- Education: Northern Illinois University (BFA) Saint Xavier University (MA)
- Occupations: Actress; singer;
- Years active: 2006–present
- Spouse: Nick Placek
- Children: 3

= Christine Sherrill =

American musical theatre actress

Christine McMahon Sherrill is an American actress and singer known for her work in musical theatre. She portrayed the role of Donna Sheridan in the 2025 Broadway revival of Mamma Mia!. She had previously played the role of Donna in the North American Tour.

Sherrill is a graduate of Streamwood High School. She studied music education at Northern Illinois University and went on to earn a master of education from Saint Xavier University. She originally intended on becoming a music therapist.

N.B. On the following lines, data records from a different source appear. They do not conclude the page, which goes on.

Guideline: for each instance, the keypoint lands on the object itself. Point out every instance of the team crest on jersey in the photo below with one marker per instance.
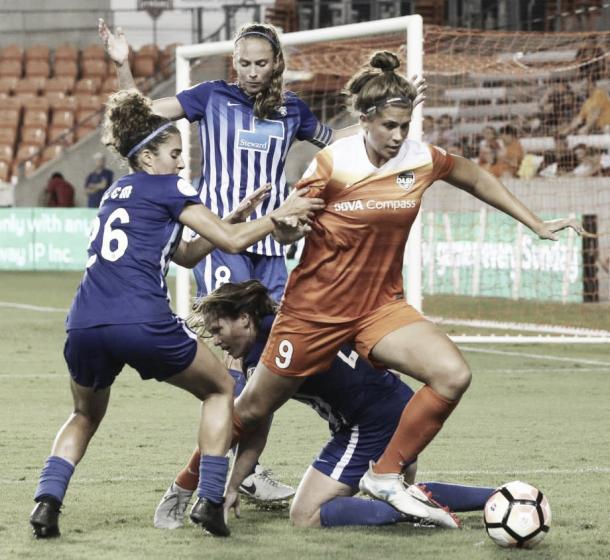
(405, 179)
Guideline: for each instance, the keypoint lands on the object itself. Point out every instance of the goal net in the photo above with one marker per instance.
(467, 265)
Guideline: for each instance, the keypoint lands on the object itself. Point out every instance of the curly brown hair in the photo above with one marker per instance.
(269, 99)
(377, 82)
(230, 301)
(128, 119)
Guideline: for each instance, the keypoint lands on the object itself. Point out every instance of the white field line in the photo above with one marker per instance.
(28, 307)
(527, 327)
(536, 356)
(422, 475)
(600, 369)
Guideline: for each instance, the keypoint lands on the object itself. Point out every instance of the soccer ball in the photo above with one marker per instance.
(517, 514)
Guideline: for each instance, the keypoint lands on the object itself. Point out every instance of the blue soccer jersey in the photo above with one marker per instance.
(132, 241)
(350, 389)
(241, 153)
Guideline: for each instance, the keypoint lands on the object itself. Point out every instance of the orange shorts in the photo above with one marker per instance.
(299, 347)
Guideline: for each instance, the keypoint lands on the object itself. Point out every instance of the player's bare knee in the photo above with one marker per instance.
(458, 377)
(303, 519)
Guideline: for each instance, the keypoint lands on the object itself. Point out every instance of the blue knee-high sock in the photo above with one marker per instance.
(458, 497)
(54, 479)
(212, 477)
(240, 383)
(344, 511)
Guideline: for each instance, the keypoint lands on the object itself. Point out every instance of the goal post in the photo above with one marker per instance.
(480, 274)
(411, 27)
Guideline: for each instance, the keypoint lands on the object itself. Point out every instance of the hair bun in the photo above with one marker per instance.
(385, 61)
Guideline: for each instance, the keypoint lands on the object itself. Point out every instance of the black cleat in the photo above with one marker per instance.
(43, 518)
(210, 516)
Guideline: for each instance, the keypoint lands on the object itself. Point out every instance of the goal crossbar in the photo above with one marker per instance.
(411, 25)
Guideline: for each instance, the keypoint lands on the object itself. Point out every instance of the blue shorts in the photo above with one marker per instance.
(96, 355)
(219, 268)
(345, 458)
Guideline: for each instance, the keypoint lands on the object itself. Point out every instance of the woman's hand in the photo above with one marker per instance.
(548, 229)
(299, 206)
(116, 46)
(249, 205)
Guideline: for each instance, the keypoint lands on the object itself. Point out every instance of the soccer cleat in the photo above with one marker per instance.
(408, 499)
(261, 487)
(210, 516)
(170, 511)
(43, 518)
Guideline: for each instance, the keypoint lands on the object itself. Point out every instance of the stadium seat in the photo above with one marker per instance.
(33, 136)
(110, 85)
(82, 131)
(51, 153)
(94, 51)
(11, 52)
(37, 68)
(61, 135)
(7, 84)
(41, 103)
(5, 171)
(94, 68)
(37, 52)
(87, 86)
(27, 152)
(30, 86)
(8, 135)
(62, 118)
(66, 103)
(35, 117)
(11, 68)
(66, 68)
(6, 152)
(66, 52)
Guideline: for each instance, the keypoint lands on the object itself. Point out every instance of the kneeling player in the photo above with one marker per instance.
(362, 405)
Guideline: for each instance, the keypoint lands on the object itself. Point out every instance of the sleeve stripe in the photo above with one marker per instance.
(323, 136)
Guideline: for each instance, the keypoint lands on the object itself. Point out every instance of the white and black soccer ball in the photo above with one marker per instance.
(517, 515)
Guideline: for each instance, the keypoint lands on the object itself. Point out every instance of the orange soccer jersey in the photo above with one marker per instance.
(352, 260)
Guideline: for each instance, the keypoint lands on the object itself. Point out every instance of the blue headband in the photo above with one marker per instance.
(148, 138)
(273, 42)
(383, 103)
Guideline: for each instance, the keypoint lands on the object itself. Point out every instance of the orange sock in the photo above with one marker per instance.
(420, 421)
(188, 477)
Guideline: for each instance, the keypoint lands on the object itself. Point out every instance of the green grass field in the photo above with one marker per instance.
(534, 413)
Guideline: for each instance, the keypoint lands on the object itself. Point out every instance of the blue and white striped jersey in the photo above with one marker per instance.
(134, 236)
(241, 153)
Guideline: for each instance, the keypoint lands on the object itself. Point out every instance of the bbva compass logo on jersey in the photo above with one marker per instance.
(405, 179)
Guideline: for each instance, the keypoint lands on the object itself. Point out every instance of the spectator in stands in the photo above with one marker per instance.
(560, 161)
(510, 156)
(489, 148)
(588, 161)
(557, 106)
(594, 115)
(98, 181)
(59, 193)
(7, 193)
(428, 130)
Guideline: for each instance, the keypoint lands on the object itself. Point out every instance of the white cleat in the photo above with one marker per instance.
(261, 487)
(408, 499)
(172, 507)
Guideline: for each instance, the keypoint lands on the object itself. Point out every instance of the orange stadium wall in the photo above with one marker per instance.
(51, 23)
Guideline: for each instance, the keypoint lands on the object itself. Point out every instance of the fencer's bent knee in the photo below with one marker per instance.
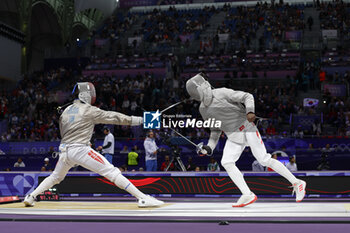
(226, 164)
(112, 176)
(56, 178)
(266, 162)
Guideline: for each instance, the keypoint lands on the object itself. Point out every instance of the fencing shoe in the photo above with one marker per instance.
(149, 201)
(299, 190)
(245, 200)
(29, 201)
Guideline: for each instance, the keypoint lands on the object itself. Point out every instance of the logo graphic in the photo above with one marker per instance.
(151, 120)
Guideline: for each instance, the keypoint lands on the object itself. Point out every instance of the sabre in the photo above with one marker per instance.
(188, 140)
(167, 108)
(171, 106)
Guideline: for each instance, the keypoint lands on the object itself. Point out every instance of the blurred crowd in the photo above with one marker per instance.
(335, 15)
(29, 109)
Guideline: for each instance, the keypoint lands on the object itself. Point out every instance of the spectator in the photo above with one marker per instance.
(19, 163)
(291, 165)
(213, 165)
(165, 164)
(151, 150)
(299, 133)
(316, 128)
(133, 158)
(125, 150)
(257, 167)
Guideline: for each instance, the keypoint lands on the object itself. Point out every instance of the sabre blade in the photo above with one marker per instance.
(171, 106)
(188, 140)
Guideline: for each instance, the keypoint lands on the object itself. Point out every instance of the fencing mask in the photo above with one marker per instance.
(199, 89)
(87, 93)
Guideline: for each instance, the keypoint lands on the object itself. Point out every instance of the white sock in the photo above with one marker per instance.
(278, 167)
(125, 184)
(44, 185)
(237, 178)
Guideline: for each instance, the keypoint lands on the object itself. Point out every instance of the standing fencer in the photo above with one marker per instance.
(235, 110)
(76, 126)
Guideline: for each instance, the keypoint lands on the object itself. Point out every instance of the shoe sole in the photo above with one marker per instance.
(304, 194)
(27, 204)
(242, 205)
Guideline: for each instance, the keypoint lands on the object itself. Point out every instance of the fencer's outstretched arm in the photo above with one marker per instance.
(241, 97)
(214, 138)
(100, 116)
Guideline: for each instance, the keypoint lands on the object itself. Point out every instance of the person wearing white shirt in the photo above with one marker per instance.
(151, 150)
(108, 145)
(292, 165)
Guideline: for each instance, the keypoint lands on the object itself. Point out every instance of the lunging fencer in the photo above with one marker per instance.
(236, 111)
(76, 127)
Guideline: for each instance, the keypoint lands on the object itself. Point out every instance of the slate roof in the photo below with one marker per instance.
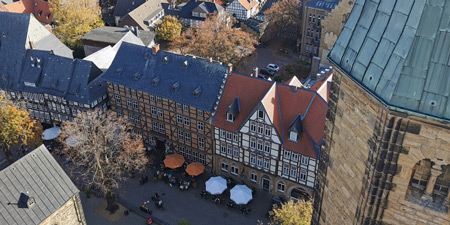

Sherrill is known for her work in the Chicago area, and has been nominated for three Jeff Awards, winning Best Lead Actress in a Musical for her performance as Norma Desmond in Sunset Boulevard in 2013 at the Drury Lane Oakbrook Terrace Theatre. She was also nominated for her performance as Lina Lamont in Singin in the Rain and for the role of Celeste in the original musical Once Upon a Time in New Jersey at the Marriott Theatre. In 2015, she starred alongside Carmen Cusack and Faith Prince in the musical version of First Wives Club.

She is married to Nick Placek with whom she has three sons.